November 1, 2010
American architects attempt a European-style piazza in the Pacific Northwest.
Zimmer Gunsul Frasca Architects
PROJECT: Simon and Helen Director Park
Urban planners in Portland are fond of calling the West Coast metropolis “the best European city in America,” a phrase coined by the former commissioner Charlie Hales more than ten years ago in connection with the new streetcar line. Now the city’s latest public square, Simon and Helen Director Park, brings a continental sensibility to Portland’s open-space design. The 40,000-square-foot project also reveals the challenges facing U.S. architects as they seek to adopt fine-grained European planning motifs.
Director Park, which opened last summer, is part of a historic plan to create a string of continuous park blocks through the center of the city. Unlike the 18 existing parcels, however, the most recent entry is not a conventional expanse of green. Instead, Director Park resembles an elegant Italian piazza, with granite pavers, a full-service café, and a “curb-less street” shared by vehicles and pedestrians. “We didn’t want something soft and squishy,” says Laurie Olin, the principal of the Philadelphia-based Olin and the park’s lead landscape architect. “It seemed Portland could use a truly urban space.”
A collaboration between Olin, Zimmer Gunsul Frasca Architects, and Portland Parks & Recreation, Director Park features three distinct outdoor “rooms.” There is a bosk of American yellowwoods, a fountain with a pool, and a soaring glass-and-wood canopy that helps “define a place without imposing itself on you,” says Greg Baldwin, a ZGF partner.
Other elements are less subtle. The designers’ attempt to create a “shared street”—without sidewalks or road markings delineating separate spaces for cars and pedestrians—was muddled by the need to conform to U.S. code. In keeping with the Americans with Disabilities Act requirements, the project team installed bright-yellow “detectable warning surfaces” at park corners. Steel bollards were added to indicate plaza segments accessible to automobiles. At the fountain, ungainly “Do Not Drink This Water!” signs interrupt the plaza’s sophisticated aesthetic. More successful is the on-site café—a ubiquitous feature in European parks that nevertheless encountered opposition during Director Park’s community-design process. “Some people thought it was commercial space taking over public space,” Olin says.

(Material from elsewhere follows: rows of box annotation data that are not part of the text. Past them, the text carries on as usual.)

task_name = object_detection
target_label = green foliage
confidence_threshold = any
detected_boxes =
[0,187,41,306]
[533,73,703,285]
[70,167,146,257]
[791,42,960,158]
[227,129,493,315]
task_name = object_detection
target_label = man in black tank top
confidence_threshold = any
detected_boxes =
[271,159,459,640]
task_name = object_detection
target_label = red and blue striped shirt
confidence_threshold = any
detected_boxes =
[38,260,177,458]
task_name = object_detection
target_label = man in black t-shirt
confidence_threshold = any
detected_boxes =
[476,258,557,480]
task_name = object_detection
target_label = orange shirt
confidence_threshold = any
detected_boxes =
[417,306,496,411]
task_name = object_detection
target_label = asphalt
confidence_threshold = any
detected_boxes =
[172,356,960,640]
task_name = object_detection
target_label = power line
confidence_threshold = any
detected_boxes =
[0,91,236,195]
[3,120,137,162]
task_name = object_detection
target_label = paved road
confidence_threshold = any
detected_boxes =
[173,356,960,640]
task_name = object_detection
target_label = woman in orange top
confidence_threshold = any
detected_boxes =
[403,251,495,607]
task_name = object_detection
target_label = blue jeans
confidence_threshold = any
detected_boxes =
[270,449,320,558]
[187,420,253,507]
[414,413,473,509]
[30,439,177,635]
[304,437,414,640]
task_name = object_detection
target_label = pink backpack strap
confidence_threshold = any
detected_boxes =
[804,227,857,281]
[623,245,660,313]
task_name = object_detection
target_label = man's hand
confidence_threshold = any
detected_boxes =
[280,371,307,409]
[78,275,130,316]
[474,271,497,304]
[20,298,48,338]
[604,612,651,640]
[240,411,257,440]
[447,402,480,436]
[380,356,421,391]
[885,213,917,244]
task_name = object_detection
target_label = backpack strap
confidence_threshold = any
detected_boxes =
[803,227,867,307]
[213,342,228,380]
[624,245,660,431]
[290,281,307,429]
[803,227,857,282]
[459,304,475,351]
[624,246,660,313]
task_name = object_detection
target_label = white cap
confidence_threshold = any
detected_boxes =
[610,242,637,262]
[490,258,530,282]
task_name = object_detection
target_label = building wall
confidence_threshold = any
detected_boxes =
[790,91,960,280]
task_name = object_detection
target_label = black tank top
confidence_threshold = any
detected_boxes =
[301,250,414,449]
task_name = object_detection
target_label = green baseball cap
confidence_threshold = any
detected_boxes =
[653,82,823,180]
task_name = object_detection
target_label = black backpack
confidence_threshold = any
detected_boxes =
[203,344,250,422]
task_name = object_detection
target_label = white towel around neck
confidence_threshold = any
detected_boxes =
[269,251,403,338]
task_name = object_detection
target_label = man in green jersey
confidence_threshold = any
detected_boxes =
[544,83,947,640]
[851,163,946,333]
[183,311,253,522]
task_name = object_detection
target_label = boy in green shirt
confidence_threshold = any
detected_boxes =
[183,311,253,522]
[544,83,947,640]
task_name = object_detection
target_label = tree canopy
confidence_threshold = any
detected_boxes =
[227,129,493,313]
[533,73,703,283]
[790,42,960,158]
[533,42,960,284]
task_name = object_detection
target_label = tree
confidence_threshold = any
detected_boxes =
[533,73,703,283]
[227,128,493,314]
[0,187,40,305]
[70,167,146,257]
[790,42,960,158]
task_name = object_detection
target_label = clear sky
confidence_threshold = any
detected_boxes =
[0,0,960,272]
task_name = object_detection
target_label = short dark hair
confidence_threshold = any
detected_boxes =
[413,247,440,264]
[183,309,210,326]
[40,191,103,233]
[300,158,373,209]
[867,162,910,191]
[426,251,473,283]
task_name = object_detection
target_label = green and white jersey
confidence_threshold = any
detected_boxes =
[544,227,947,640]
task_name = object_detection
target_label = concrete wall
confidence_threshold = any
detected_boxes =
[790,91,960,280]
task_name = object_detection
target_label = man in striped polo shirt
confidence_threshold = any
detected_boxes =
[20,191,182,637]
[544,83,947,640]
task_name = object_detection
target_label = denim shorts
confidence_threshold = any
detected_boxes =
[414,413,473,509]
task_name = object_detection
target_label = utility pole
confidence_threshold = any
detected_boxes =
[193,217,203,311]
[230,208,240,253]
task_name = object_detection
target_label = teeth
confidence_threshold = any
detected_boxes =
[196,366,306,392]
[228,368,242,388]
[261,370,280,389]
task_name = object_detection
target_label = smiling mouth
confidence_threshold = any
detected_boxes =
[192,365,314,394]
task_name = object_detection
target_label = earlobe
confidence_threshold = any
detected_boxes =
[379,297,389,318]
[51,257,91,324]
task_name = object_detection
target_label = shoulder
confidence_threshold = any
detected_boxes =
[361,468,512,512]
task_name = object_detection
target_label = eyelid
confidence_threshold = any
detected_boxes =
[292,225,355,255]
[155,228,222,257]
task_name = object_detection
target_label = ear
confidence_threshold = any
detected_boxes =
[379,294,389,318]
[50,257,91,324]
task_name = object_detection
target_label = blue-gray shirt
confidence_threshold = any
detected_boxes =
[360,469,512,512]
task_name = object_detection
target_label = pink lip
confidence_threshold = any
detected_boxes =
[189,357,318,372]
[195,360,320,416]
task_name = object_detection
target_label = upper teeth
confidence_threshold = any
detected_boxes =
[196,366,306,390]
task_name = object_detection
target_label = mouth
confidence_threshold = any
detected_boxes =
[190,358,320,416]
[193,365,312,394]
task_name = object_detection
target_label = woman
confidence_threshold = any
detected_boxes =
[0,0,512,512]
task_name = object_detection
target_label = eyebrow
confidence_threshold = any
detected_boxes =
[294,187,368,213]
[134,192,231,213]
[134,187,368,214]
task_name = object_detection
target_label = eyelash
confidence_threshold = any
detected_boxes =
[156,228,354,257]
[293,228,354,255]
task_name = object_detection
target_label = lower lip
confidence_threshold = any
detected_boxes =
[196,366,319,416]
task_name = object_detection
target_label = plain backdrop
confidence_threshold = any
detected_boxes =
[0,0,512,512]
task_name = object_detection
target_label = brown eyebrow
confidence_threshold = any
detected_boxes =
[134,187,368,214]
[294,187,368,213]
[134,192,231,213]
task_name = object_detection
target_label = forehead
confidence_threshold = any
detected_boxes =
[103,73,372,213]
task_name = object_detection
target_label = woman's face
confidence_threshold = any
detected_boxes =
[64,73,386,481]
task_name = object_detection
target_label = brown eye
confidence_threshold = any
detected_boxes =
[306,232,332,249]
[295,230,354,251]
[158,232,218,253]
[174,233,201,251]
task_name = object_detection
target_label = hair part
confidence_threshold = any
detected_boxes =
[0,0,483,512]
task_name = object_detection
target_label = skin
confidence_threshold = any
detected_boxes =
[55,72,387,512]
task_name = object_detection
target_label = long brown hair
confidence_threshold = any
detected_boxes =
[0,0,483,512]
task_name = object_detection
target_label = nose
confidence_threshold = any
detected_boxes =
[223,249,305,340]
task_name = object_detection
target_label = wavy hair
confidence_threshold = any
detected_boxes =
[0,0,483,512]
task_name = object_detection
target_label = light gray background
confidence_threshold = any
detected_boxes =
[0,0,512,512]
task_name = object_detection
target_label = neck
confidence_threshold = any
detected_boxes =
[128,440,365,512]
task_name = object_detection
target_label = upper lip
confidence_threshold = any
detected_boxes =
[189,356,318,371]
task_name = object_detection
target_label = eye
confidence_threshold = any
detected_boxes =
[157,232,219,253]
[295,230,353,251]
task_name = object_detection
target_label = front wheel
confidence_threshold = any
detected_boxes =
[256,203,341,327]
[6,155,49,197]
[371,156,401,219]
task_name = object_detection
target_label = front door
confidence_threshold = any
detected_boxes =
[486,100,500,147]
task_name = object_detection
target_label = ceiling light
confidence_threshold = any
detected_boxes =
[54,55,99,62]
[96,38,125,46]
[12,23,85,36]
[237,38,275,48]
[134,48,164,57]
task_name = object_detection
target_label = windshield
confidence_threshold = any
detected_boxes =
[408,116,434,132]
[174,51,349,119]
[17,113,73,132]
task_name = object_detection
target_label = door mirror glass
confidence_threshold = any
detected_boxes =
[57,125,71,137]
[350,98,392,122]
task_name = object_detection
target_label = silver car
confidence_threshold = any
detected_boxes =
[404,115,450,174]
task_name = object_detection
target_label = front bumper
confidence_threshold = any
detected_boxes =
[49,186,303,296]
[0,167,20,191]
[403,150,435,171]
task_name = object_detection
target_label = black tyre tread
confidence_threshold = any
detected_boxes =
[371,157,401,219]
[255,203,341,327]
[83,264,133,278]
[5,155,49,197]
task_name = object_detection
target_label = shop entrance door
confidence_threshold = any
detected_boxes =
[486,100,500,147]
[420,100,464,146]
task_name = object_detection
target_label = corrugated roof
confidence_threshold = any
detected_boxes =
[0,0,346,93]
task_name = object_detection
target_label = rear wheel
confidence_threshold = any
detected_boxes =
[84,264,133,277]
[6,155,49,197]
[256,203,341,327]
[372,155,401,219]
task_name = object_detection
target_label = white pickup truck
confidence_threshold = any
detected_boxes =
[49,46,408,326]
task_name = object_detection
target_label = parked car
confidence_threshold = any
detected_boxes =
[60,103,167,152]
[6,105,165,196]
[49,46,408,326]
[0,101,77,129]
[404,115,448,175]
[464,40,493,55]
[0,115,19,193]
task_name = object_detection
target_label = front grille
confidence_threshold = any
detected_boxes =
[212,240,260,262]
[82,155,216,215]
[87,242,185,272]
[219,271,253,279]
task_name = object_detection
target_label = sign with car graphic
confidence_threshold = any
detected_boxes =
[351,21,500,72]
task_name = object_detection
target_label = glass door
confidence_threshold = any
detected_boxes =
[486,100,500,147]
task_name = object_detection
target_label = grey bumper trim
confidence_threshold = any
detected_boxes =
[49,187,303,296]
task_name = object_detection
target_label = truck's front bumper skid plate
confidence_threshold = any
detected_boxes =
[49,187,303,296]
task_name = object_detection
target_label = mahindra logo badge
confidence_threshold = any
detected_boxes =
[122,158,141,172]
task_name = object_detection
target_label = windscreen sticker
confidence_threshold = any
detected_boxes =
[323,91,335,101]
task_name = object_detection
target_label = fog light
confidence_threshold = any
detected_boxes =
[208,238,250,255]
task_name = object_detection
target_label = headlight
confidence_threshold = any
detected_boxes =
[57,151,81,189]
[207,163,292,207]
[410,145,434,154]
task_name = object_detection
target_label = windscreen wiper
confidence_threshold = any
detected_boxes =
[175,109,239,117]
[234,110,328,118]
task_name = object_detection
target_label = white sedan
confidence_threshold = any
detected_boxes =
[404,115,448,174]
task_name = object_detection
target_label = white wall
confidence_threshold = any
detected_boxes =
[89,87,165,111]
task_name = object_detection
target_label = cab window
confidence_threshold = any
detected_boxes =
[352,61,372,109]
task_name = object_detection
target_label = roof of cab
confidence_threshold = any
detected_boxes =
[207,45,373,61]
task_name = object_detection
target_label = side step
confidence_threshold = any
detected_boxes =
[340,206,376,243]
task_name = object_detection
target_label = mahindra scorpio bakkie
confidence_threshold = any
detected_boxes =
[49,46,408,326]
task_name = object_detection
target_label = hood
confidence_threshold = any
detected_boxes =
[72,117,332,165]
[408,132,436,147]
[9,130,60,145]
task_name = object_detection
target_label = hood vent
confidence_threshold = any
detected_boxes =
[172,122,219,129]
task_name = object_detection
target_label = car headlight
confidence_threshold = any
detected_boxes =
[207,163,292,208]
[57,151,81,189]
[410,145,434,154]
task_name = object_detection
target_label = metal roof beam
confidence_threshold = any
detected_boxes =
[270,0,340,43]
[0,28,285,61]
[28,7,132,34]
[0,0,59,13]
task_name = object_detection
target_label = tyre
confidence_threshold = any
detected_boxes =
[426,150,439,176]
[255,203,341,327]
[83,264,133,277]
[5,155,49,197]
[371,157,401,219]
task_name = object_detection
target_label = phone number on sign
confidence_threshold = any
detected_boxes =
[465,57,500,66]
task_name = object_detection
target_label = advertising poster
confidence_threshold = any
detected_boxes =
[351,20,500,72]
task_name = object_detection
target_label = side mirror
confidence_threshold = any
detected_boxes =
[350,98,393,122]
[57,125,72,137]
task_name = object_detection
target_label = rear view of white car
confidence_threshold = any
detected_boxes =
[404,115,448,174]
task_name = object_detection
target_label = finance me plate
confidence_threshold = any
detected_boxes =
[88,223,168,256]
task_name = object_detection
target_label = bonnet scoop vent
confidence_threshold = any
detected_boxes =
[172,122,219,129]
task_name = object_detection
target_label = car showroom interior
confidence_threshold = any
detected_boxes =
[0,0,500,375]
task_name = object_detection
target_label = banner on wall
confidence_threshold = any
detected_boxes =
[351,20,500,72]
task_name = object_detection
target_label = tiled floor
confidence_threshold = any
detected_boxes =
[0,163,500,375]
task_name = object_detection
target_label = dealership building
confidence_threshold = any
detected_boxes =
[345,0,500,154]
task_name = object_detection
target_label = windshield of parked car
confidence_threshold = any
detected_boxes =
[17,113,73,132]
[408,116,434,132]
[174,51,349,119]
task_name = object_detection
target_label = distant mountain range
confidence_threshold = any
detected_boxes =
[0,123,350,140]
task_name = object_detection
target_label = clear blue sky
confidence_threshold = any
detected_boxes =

Today, the pedestrians who enjoy the plaza (as many as 500 a day) don’t seem to mind the intrusion. Despite the compromises, Director Park demonstrates that public places can embrace the buildings and activities around them—and thus encourage a seamless mixing of people and uses. But, Olin argues, this kind of mixed-use planning requires some open-mindedness on the part of local policy-makers and community members. “As American cities become more urban,” he says, “we need to learn how to be good urban citizens.”